しかし妹はデルタよりも胸を隠すので必死。
「胸のサイズだって合わないから、リボンで誤魔化してるのよ? うぅ……」
サンプルのレオタードではたわわな果実を包みきれず、胸元が大胆に開いている。そこを白いリボンで飾ると、爆乳をラッピングする形になるわけで。
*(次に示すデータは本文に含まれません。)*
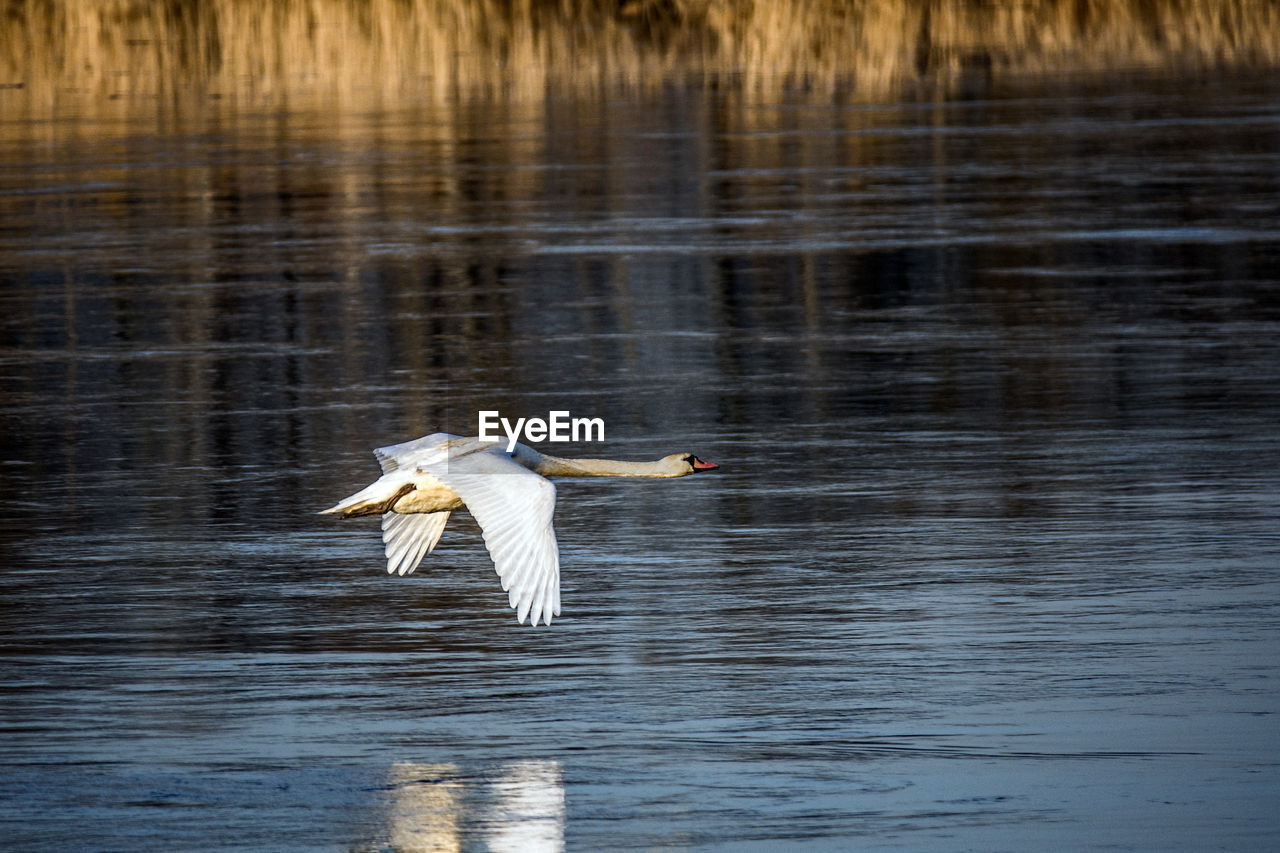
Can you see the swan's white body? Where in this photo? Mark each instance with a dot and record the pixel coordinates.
(508, 495)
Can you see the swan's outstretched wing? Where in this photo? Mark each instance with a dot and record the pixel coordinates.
(420, 451)
(513, 507)
(410, 537)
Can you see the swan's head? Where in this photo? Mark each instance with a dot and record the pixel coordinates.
(682, 464)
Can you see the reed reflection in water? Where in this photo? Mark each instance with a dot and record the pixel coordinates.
(434, 808)
(383, 54)
(991, 562)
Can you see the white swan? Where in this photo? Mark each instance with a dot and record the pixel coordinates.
(428, 478)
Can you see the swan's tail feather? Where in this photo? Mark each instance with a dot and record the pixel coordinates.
(374, 500)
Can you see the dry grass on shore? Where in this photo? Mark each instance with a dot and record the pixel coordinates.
(379, 50)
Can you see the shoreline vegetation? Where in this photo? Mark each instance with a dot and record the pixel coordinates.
(379, 53)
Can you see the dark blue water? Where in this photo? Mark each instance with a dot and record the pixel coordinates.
(992, 560)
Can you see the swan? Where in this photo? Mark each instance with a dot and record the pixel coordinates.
(506, 492)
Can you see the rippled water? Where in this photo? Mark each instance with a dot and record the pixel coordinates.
(991, 561)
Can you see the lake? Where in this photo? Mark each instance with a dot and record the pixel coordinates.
(991, 562)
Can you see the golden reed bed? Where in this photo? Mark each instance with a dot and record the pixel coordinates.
(365, 53)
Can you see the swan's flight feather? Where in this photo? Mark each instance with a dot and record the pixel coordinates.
(508, 496)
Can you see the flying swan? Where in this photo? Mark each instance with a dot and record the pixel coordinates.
(508, 496)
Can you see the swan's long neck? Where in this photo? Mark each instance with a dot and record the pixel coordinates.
(557, 466)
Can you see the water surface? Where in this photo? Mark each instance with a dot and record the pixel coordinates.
(991, 561)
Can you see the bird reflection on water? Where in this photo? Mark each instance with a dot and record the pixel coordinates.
(435, 807)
『僕』はケータイを落としそうになりながらも、企画者の綾乃に問い詰める。
「綾乃ちゃんっ? 妹が水着で結婚なんだけど?」
『あの花嫁衣装ですか? 夏季限定のドレスだそうです』
借り物のタキシードでなければ、ズコーッと転んでいたところだ。
相手は妹で、今日はブライダル企画……とはいえ、花嫁の悩殺的なスタイルに『僕』は否が応にも胸を高鳴らせる。
(こ、こんな恰好の美玖と……結婚? しちゃうの?)
里緒奈や恋姫は悔しさ半分、安堵も半分といった顔つきだった。
「羨ましいことは羨ましいんだけど……さすがにこのドレスは、ねー?」
「よかったじゃないですか。P君の大好きな水着で」
菜々留は企画書に目を走らせる。
「あら? 新郎用にビキニパンツもあるそうよ? Pくん」
「そんなの着る度胸ないって! 無理だから!」
男子には男子の生理現象があることを理解して欲しいものだ。
つまり今、『僕』は妹を相手に――。
「里緒奈、エンゲルフリーゲル貸して。あの自分勝手なクズを殺すわ」
「Pクンがぬいぐるみになった時に、まとめてやり返したら?」
幸いにして、おぞましい殺気が『僕』の一部を竦ませる。助かったか……。
里緒奈がサングラスの易鳥に気付く。
「あー、易鳥ちゃんも来てたんだっけ?」
「勝負の結果を見届けるのも、そう……義務だからな」
「うふふ、義務ねえ……嫉妬じゃなくって?」
菜々留や易鳥たちはあくまで見学のため、気楽そうだった。